Alitalia: ATLANTIA BOCCIA IL PIANO E VUOLE GARANZIE SULLE CONCESSIONI AUTOSTRADALI DELTA SENZA INVESTIRE PUNTA A PRENDERE LA CLOCHE E IL MERCATO ITALIANO DELLE CESSIONI AUTOSTRADALI

Non è mai stata credibile la narrazione per cui Atlantia avrebbe investito nella Compagnia di Bandiera italiana a tutela degli interessi di AdR sull’aeroporto di Fiumicino.
Cub Trasporti ed AirCrewCommittee hanno detto e scritto ovunque quanto fosse concreto il sospetto che l’attenzione della holding dei Benetton per Alitalia fosse finalizzata a “blindare” le concessioni autostradali, analogamente a quanto successo nel 2008.
Le indiscrezioni giornalistiche sulla lettera spedita da Atlantia al Mise confermano in pieno ciò che era evidente da tempo, nonostante le rassicurazioni di chi, all’interno del Governo, ha tentato di nascondere lo scellerato “baratto” in corso.
Ha poca credibilità chi oggi nell’Esecutivo dichiara di essere “irritato” per quanto reso esplicito da Atlantia: ciò che è emerso azzera ogni spazio di possibile ambiguità. Le scelte che la politica intraprenderà, renderanno chiaro se gattopardescamente nulla è mutato.

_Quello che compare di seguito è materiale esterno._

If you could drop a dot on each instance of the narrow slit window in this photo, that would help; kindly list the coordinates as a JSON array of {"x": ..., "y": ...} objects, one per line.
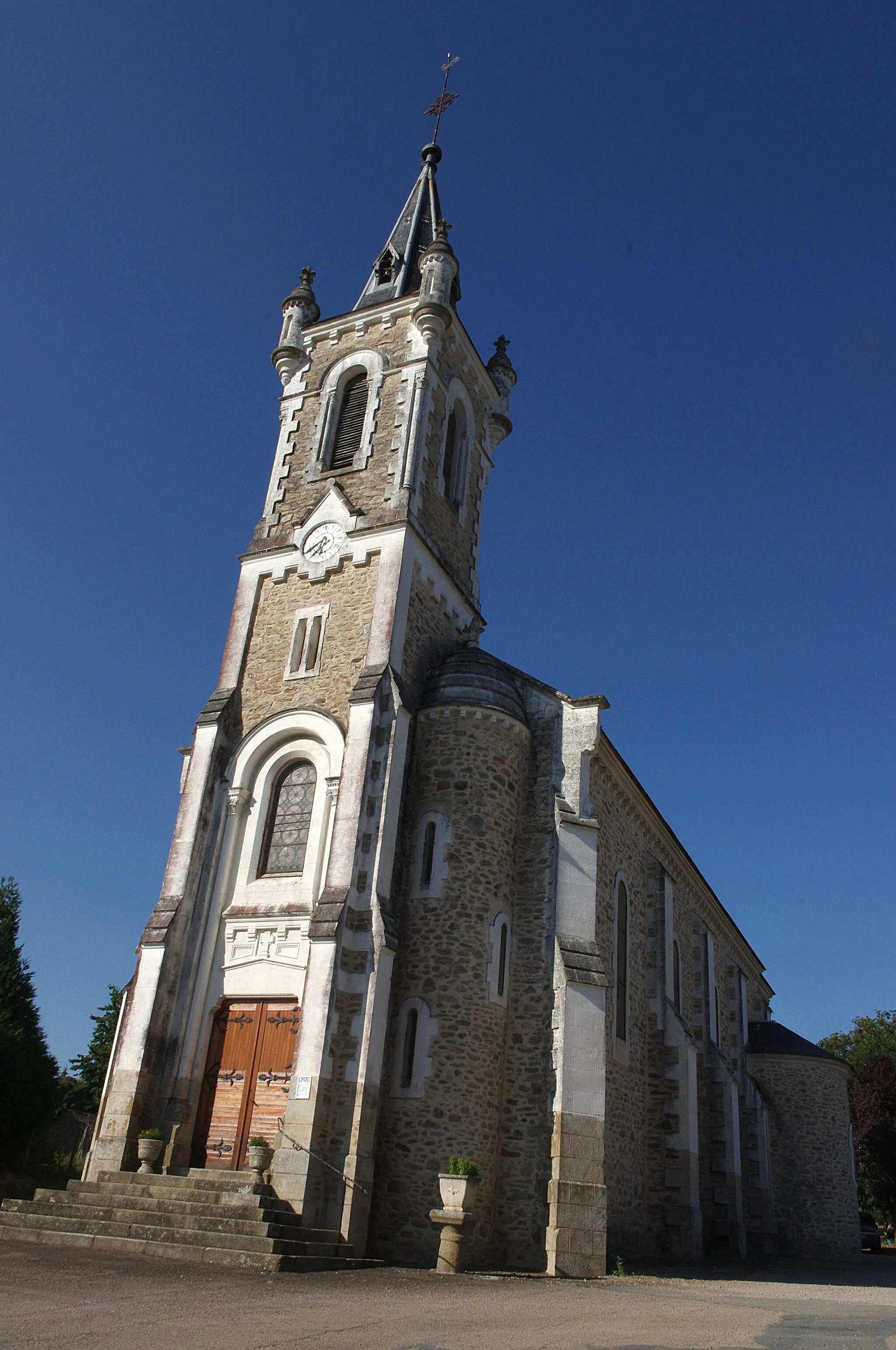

Anche il giudizio espresso da Atlantia sul Piano AZ preparato da Delta-FS è inequivocabile: al netto delle preoccupazioni dei Castellucci-boys per le concessioni autostradali, la holding dei Benetton ritiene che il Piano FS-Delta (...quello svelato già da tempo) non si possa considerare un progetto di salvataggio e rilancio, come Cub Trasporti e AirCrewCommitteE avevano già denunciato.
Non sorprende l’irrigidimento di Delta che sembrerebbe confermare, il condizionale è d’obbligo, l’intenzione di effettuare un investimento minimo, subordinandolo al saldo mantenimento nelle proprie mani della cloche della compagnia e all’intenzione di mettere le mani sul mercato del trasporto aereo italiano (proprio mentre Trump minaccia dazi per colpire l’Italia).
A questo punto il Governo, per uscire dalle sabbie mobili ed evitare di subire l’arroganza di chi considera la Compagnia di Bandiera italiana solo merce di scambio, deve procedere con l’unica soluzione possibile: NAZIONALIZZARE ALITALIA. Altro che 350 mln di euro di ulteriore prestito che i sostenitori delle privatizzazioni-assistite vogliono regalare agli amici di sempre.
Sarebbe ridicolo che, analogamente a quanto successo per la TAV, la mediazione del Premier Conte e della Ministra dei Trasporti si concretizzasse in una resa alle pretese dei Benetton, magari edulcorata dalla revoca della concessione su un tratto minimo di autostrade liguri (...la lingua d’asfalto del ponte che non c’è più?) ed alla cessione di sovranità sulle rotte per il nord-america a Delta.
Tutto ciò condito dal ridimensionamento di Alitalia e da migliaia di esuberi, in parte già “perimetrati” dai Commissari AZ che hanno preparato il terreno all’applicazione di un progetto di tagli che in molti hanno finto di non vedere ma che ha ispirato le molteplici proroghe della Cigs.


DATA LA SITUAZIONE CUB TRASPORTI ED AIRCREWCOMMITTEE RITENGONO CHE LA CATEGORIA SI DEBBA MOBILITARE DA SUBITO, SENZA ULTERIORI INDUGI.


In attesa dello SCIOPERO DEI LAVORATORI ALITALIA DEL 25 OTTOBRE 2019,
proclamato da Cub Trasporti ed AirCrewCommitte, in concomitanza con lo Sciopero Generale indetto dalla Cub insieme a diverse sigle del sindacalismo di base, rinnoviamo l’appello a tutte le OO.SS. e a tutti i dipendenti della Compagnia di Bandiera , PROPONENDO L’ORGANIZZAZIONE DI UNA MANIFESTAZIONE DEI LAVORATORI AZ

LUNEDÌ 14 OTTOBRE 2019 – DALLE ORE 15,30
PIAZZA DI MONTE CITORIO (TRA VIA DELLA COLONNA ANTONINA E L’OBELISCO) NON C’È ALTRO TEMPO DA ASPETTARE!